A secure domain is a combination of:

a resource directory
an optional truststore

Place resources (static or CGI) which should require client authentication in the directory of one of the configured secure domains. If a secure domain has a truststore, then Doppio authorizes client certificates against that truststore. So, the truststore may contain individual self-signed certificates, or the root certificate for trusted authorities, or both.

If a secure domain has no truststore, then Doppio still requires client authentication, but accepts any client certificate.

Doppio validates a client certificate (e.g., checks its valid date range) only when authentication is required for a requested resource.

CGI scripts may roll their own client authentication and authorization code instead of relying on a secure domain. In this case, however, the remote user is not available in the access log for a request, since Doppio is not performing the authentication itself.

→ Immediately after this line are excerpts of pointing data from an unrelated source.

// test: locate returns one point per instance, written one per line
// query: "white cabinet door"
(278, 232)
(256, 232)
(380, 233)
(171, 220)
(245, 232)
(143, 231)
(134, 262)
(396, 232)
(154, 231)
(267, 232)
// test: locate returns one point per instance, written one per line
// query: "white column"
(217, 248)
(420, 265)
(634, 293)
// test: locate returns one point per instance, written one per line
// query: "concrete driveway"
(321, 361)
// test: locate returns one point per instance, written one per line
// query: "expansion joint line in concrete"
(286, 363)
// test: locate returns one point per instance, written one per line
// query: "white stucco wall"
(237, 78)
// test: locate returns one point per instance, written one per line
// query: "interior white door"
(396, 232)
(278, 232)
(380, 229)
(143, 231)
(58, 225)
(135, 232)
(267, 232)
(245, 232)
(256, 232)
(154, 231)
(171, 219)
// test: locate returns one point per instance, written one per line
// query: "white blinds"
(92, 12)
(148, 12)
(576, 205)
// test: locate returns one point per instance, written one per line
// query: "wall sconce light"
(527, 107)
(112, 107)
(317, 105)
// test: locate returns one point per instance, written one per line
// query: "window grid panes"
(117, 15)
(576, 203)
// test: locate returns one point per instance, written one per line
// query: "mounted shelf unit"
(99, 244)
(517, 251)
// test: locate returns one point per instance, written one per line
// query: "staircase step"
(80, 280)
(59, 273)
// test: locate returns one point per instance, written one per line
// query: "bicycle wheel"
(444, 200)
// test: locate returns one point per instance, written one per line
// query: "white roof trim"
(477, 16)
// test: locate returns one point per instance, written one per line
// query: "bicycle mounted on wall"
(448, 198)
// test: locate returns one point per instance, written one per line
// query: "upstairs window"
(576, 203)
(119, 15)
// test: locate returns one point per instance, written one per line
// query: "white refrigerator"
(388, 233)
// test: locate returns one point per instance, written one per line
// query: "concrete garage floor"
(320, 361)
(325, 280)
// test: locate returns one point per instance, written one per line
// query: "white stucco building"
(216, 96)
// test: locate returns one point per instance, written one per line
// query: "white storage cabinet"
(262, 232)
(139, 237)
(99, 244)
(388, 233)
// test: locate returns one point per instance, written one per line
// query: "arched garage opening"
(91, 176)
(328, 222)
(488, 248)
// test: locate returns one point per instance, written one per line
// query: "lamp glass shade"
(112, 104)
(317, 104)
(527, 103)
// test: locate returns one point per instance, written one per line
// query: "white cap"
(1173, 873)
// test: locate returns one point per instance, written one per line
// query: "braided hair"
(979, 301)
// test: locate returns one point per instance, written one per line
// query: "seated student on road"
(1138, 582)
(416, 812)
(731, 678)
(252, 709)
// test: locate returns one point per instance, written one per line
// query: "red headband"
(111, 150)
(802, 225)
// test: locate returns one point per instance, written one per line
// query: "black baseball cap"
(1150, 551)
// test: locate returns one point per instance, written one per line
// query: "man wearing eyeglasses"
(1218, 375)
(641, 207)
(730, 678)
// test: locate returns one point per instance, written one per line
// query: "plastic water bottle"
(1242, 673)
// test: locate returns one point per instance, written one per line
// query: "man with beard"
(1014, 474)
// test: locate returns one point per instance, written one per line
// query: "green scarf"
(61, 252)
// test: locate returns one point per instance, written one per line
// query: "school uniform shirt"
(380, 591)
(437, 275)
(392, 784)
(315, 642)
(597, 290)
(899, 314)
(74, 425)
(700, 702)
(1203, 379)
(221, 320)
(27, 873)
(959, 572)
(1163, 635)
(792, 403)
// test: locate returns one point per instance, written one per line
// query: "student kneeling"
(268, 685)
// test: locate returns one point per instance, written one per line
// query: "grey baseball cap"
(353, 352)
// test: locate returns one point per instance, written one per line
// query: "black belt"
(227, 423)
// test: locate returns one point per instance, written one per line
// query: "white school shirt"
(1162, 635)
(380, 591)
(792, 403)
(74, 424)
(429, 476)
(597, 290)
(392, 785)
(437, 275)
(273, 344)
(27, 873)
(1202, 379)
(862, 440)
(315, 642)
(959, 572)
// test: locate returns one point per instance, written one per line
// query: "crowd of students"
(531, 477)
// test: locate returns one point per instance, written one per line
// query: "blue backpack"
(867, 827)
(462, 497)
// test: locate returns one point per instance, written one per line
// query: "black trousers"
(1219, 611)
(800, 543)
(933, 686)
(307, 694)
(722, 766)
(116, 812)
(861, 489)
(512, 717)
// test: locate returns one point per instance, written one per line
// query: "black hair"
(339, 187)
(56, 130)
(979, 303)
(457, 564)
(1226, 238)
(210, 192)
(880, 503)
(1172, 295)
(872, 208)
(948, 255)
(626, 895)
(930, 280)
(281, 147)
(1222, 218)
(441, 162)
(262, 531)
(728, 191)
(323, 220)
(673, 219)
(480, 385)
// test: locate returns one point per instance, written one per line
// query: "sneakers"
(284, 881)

To add a certificate to a new or existing truststore, use the example script or keytool directly:

$ keytool -importcert -file trustedcert.pem -alias trustedcert \
  -keystore domaints.jks

Automatic Atom Feed Generation

Doppio can automatically generate an Atom feed for Gemini index pages that follow the Subscribing to Gemini pages specification. Enable this for pages by listing their paths relative to the server root in the feedPages configuration property.

feedPages:
  - gemlog/index.gmi
  - gemlog2/index.gmi

When Doppio receives a request for an "atom.xml" file in a directory that matches a feed page, it returns the generated feed content.

Requests for the feed page itself still work.
Only one feed per directory is supported. If there are multiple feed pages listed for a single directory, the first one listed wins.
Automatic feed generation for CGI is not supported.
A feed page must use the UTF-8 charset.

License

GNU Affero General Public License v3

The example systemd service file and example truststore script are separately available under the MIT License.